The reproducibility of cervical histology diagnoses is critical for efficient screening and to evaluate the effectiveness of new technologies. The vast majority of cervical intraepithelial neoplasia (CIN) diagnoses reported in the New Technologies for Cervical Cancer study were blindly reviewed by 2 independent pathologists. Only H&E-stained slides were used for the review. The reviewers were asked to reclassify cases using the following categories: normal CIN 1, CIN 2, CIN 3, and squamous and glandular invasive cancer. We reviewed 1,003 cases. The interobserver agreement was 0.36 (95% confidence interval [CI], 0.32–0.40) with an unweighted κ and 0.54 with a weighted κ (95% CI, 0.50–0.58). The κ values from dichotomous classifications with the threshold at CIN 2 were 0.69 (95% CI, 0.64–0.73) and 0.57 (95% CI, 0.51–0.63) with the threshold at CIN 3. The CIN 2 diagnosis had the lowest class-specific agreement, with fewer than 50% of cases confirmed by the panel members, which supports the fact that CIN 2 is not a well-defined stage in the pathogenesis of cervical neoplasia.
The reproducibility of cervical cytology and histology diagnoses is critical for implementing an effective screening program. The correct classification of precancerous cervical lesions is a matter of debate,1–4 and histology reports are generally used as the “gold standard” to measure the impact of new screening and vaccine technologies.5
Difficulties in the interpretation of these reports may arise for 2 reasons. First, the morphologic features of precancerous cervical lesions can be seen as a continuum.4 Evidence indicates that CIN 1 and koilocytes are related to the lytic cycle of human papillomavirus (HPV) infection and that CIN 3 is the true cervical cancer precursor, more commonly associated with virus integration in the host DNA,3,6 while the meaning of CIN 2 diagnosis is less clear.2,7 Second, some nonneoplastic abnormalities such as atrophy, immature squamous metaplasia, and atypia related to intense inflammation can mimic CIN,8,9 especially when histologic slides are not optimal and not clearly oriented.
In this study, we evaluated the reproducibility of CIN diagnoses in a group of well-trained observers, using a consensus method in the context of a multicenter randomized trial: the New Technologies in Cervical Cancer (NTCC) study.10–12
Material and Methods
Some 95,000 women aged 25 to 60 years were enrolled in the NTCC trial.
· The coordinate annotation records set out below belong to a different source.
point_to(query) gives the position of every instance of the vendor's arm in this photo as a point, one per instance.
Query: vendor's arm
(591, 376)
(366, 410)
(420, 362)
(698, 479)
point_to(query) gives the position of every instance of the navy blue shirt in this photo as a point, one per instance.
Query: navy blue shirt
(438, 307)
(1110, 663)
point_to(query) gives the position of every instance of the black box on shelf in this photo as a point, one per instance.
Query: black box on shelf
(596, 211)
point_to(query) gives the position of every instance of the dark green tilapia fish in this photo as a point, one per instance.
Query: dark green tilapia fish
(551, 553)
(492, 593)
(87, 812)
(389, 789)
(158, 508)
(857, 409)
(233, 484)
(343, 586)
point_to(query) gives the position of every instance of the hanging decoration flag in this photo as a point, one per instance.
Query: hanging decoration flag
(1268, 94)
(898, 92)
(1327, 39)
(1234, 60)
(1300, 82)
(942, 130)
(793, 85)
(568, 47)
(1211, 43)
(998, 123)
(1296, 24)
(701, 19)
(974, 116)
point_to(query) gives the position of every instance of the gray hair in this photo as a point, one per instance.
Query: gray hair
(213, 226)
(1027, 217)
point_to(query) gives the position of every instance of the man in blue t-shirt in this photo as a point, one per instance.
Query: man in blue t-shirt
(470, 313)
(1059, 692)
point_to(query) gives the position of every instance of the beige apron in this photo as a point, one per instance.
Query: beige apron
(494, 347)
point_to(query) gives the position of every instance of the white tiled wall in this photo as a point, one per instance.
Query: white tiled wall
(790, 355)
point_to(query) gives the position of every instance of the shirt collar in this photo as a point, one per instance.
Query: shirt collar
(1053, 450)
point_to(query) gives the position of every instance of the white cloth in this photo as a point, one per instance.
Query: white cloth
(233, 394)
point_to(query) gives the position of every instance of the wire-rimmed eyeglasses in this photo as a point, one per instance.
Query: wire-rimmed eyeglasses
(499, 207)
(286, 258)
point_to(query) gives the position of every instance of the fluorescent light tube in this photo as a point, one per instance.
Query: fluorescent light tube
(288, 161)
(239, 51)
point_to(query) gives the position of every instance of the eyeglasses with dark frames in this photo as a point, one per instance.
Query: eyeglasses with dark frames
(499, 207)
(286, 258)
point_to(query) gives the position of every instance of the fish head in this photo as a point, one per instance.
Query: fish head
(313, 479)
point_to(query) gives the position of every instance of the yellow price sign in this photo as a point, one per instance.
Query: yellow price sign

Women were randomly assigned to a conventional Papanicolaou test or to HPV testing with or without liquid-based cytology. Women in the conventional arm were managed according to standard screening protocols. The first and second phases in the experimental arm were managed differently. In phase 1 all women 35 years or older who were HPV+ or had a cytology result of atypical squamous cells of undetermined significance (ASCUS) or worse (ASCUS+) were referred for colposcopy. HPV+ women younger than 35 years were referred for colposcopy if the cytology result was also ASCUS+, but if the cytology result was normal, they were recalled after 1 year for repeating of both tests. At this time, they were referred for colposcopy for positive results to any HPV or cytology testing. In phase 2, women randomized to the experimental arm received only the HPV test, and all HPV+ women were referred for colposcopy, regardless of age. Colposcopy-guided biopsies were performed on 60% of the women referred for colposcopy, with no difference between arms.10–12
All participating pathology units were the reference centers for the local cervical cancer screening program. This implies that they had extensive experience in cervical pathology, and about one third to one half of their activity was dedicated to cervical pathology. Only 1 pathologist (in Turin) worked exclusively with cervical diseases.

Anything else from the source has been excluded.